Having all said, Bangladesh is full of wonderful places to be in, most of which are still out of the reach of so-called development aiming at urbanisation. So-called because the current trend of development through relentless urbanisation and globalisation has become somewhat of the criterion of class distinction.

The development that destroys nature; promotes concrete structure; advocates industrialisation; inspires materialism, science over humanity, dependency on industrial products, objectification of sex and human feelings; causes class consciousness based on education and wealth; changed beauty perception based on skin colour; teaches accumulation of wealth through competition is nothing but a pure motive to the self-destruction of humankind.

Humanity have only 78 years and 308 days left till the end of rainforests, by 2100 there will be no more rainforest left.

If we fail to teach the educated human minds to promote and preserve nature the cost of the failure would be too heavy to bear for the urban reaches. Our failure will cause us to wait for us to witness more epidemics, incurable diseases, more homeless people, less fish to eat, less land to produce food, less humanity but more concrete structures to bury ourselves alive.
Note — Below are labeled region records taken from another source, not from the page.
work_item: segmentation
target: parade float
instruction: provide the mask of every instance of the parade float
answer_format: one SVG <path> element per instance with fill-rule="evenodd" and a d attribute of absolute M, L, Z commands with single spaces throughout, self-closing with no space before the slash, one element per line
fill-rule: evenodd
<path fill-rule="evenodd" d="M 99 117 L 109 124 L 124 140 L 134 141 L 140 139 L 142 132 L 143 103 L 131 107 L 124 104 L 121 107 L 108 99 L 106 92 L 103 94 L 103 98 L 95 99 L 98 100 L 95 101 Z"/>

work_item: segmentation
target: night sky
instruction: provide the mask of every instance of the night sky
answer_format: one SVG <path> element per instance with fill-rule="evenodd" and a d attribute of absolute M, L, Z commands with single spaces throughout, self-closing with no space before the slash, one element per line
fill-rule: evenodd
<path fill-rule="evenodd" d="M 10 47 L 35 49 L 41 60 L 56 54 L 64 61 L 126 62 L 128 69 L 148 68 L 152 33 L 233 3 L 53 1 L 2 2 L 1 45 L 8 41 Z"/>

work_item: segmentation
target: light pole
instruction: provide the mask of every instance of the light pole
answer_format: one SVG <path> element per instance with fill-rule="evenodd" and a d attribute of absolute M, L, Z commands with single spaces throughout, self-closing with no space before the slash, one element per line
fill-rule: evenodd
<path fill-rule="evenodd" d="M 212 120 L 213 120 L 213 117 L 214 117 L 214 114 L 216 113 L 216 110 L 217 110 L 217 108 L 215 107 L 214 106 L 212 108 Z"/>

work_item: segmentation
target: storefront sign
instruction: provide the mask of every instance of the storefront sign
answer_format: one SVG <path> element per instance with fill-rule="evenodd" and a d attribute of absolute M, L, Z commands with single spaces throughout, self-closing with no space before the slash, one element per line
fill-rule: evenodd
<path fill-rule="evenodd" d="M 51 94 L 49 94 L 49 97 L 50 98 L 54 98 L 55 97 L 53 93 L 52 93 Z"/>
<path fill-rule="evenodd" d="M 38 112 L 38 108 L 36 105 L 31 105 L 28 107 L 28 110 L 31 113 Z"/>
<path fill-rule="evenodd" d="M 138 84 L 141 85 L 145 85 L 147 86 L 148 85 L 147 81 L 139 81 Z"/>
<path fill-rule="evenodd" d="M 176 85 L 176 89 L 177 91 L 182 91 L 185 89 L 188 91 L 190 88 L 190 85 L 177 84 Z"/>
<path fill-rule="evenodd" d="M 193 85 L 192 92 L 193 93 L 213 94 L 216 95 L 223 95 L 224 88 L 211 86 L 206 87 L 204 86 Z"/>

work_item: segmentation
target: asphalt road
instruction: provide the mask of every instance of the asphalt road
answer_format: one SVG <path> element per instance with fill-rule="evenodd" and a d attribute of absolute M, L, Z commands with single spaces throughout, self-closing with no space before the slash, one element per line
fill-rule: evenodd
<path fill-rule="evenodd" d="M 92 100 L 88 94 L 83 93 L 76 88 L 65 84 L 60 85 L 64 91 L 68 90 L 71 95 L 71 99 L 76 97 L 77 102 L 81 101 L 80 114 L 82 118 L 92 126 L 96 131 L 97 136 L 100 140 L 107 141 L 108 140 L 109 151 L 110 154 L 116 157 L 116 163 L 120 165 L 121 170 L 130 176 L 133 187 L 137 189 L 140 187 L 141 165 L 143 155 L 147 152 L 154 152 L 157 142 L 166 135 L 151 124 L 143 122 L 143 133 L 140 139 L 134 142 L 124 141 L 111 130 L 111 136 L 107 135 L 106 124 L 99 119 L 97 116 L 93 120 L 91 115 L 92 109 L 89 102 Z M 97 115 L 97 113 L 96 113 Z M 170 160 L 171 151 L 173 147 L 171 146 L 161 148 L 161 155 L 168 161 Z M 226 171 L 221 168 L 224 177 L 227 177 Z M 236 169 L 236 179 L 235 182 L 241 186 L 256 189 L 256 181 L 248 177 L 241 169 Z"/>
Theworldcounts.com records that in 2015, an estimated 50 per cent of the planet’s wild forests had gone since its destruction continued. If the trend is not stopped, we will only have 10 per cent of the world’s original forests left by 2030 and we have only 78 years and 308 days left till the end of rain forests, by 2100 there will be no more rainforest left. Act now, and save the world, and save humanity.